Atlas mapping workflow#
Rather than a stand-alone classifier, this workflow maps a new query dataset onto a reference PDAC atlas in the atlas’s own SCANVI latent space, so query cells can be visualised and annotated side-by-side with the reference.
scpdac exposes two entry points:
scpdac.tl.extend_atlas— performs scArches surgery on the packaged SCANVI model, fine-tuning it on your query (which may introduce entirely new batches), then returns an expanded atlas containing both reference and query cells in a shared embedding — while retaining all of your query metadata.scpdac.tl.embed_and_predict— the lightweight, no-surgery path: it embeds the query with the frozen reference model and transfers labels, without modifying the atlas.
In this tutorial we run both on the Chen et al. 2025 cohort and compare the resulting UMAPs.
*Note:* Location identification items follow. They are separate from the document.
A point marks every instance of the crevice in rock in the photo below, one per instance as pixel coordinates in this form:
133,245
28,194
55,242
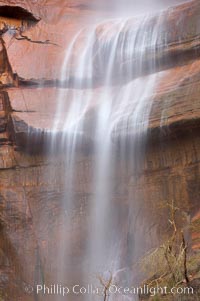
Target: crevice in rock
17,12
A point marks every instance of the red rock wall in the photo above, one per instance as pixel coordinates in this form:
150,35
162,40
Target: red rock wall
31,185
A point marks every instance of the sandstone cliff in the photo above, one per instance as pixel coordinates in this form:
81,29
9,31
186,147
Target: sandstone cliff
33,38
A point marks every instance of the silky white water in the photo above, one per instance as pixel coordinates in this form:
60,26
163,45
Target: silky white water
107,99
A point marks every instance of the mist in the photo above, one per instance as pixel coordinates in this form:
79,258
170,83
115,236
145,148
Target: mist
133,7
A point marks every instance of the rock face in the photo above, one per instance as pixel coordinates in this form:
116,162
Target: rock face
34,35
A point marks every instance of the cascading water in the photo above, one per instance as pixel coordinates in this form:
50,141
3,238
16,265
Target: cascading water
108,103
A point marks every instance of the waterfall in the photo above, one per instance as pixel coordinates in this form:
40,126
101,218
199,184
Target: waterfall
106,99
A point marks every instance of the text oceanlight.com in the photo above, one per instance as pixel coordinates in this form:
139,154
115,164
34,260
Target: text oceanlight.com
57,289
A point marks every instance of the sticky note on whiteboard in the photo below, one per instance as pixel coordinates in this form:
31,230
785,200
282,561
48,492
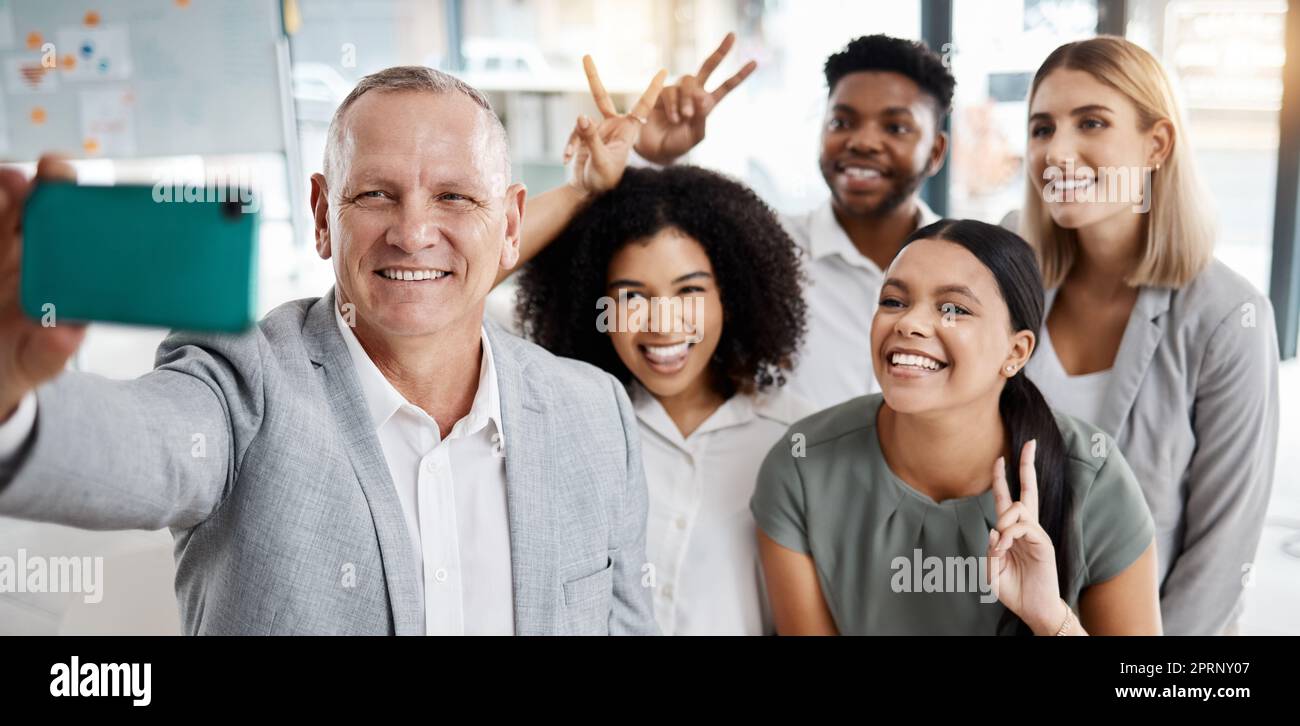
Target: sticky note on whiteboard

Bring your own data. The download cells below exist only for the tutorial — skip them and start from Section 2 with your own
AnnData.
Setup#
We silence third-party warnings for a cleaner notebook, then import the
single-cell stack, scpdac, and a fast approximate-nearest-neighbour transformer
for the UMAP graph.
import warnings
warnings.filterwarnings("ignore")
import pandas as pd
import anndata as ad
import scpdac
import scanpy as sc
from sklearn_ann.kneighbors.annoy import AnnoyTransformer
1. Download the query data (tutorial only)#
We use the Chen et al. 2025
PDAC cohort (GEO accession GSE278688) — 14 samples and roughly 200,000 cells —
as an example query.
Using your own dataset? Skip straight to Section 2; none of these download cells are needed.
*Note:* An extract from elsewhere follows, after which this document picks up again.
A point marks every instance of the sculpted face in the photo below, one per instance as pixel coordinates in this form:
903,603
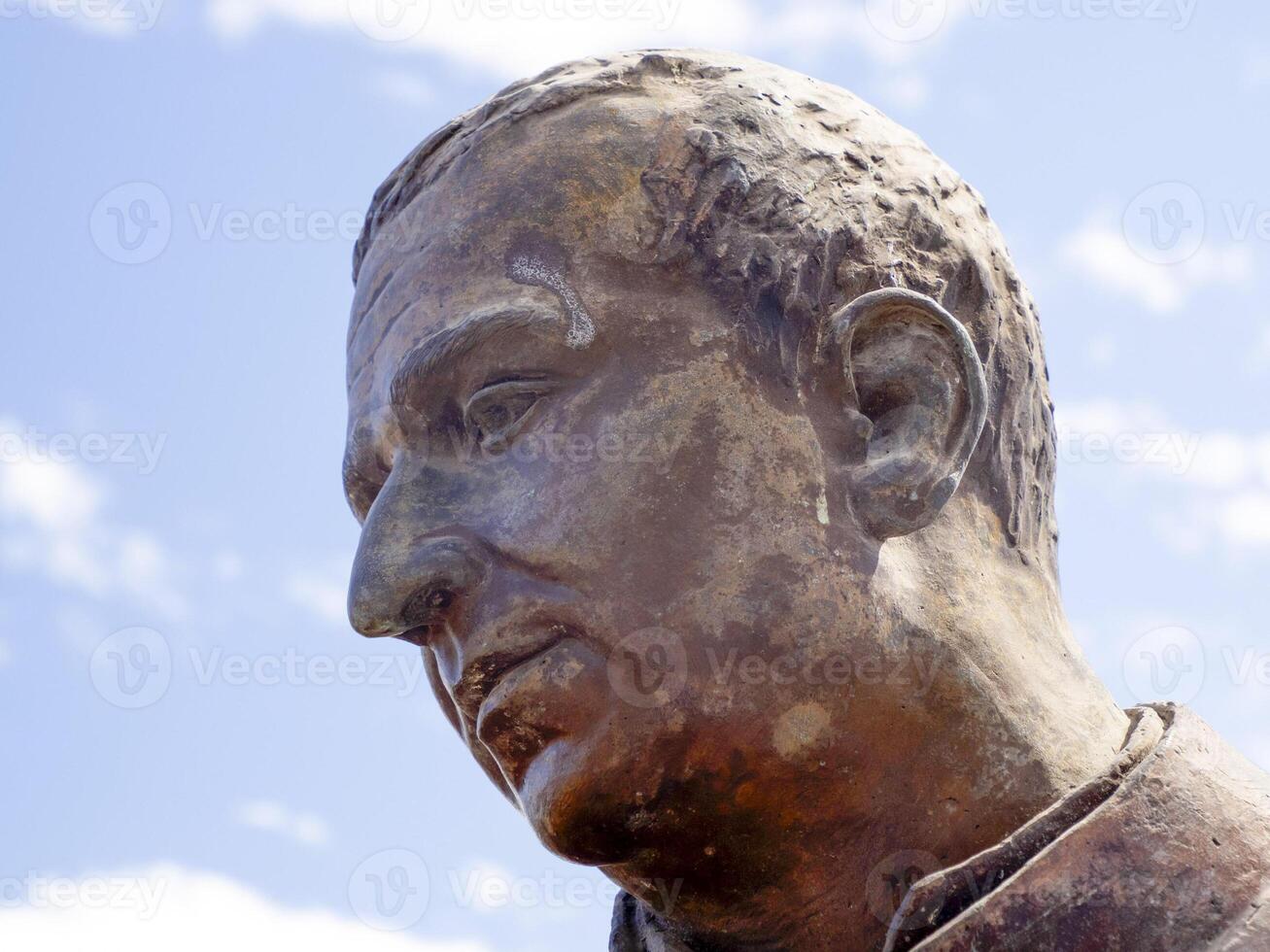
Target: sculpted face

!mkdir /home/daniele/chen_2025
!wget "https://www.ncbi.nlm.nih.gov/geo/download/?acc=GSE278688&format=file&file=GSE278688%5Fsc%5Ffeatures%2Etsv%2Egz" -O /home/daniele/chen_2025/features.tsv.gz
!wget "https://www.ncbi.nlm.nih.gov/geo/download/?acc=GSE278688&format=file&file=GSE278688%5Fsc%5Fbarcodes%2Etsv%2Egz" -O /home/daniele/chen_2025/barcodes.tsv.gz
!wget "https://www.ncbi.nlm.nih.gov/geo/download/?acc=GSE278688&format=file&file=GSE278688%5Fsc%5Fmatrix%2Emtx%2Egz" -O /home/daniele/chen_2025/matrix.mtx.gz
!wget "https://www.ncbi.nlm.nih.gov/geo/download/?acc=GSE278688&format=file&file=GSE278688%5Fsc%5Fmetadata%2Ecsv%2Egz" -O /home/daniele/chen_2025/metadata.csv.gz
--2026-06-30 10:07:51-- https://www.ncbi.nlm.nih.gov/geo/download/?acc=GSE278688&format=file&file=GSE278688%5Fsc%5Fmetadata%2Ecsv%2Egz
Resolving www.ncbi.nlm.nih.gov (www.ncbi.nlm.nih.gov)... 130.14.29.110, 2607:f220:41e:4290::110
Connecting to www.ncbi.nlm.nih.gov (www.ncbi.nlm.nih.gov)|130.14.29.110|:443... connected.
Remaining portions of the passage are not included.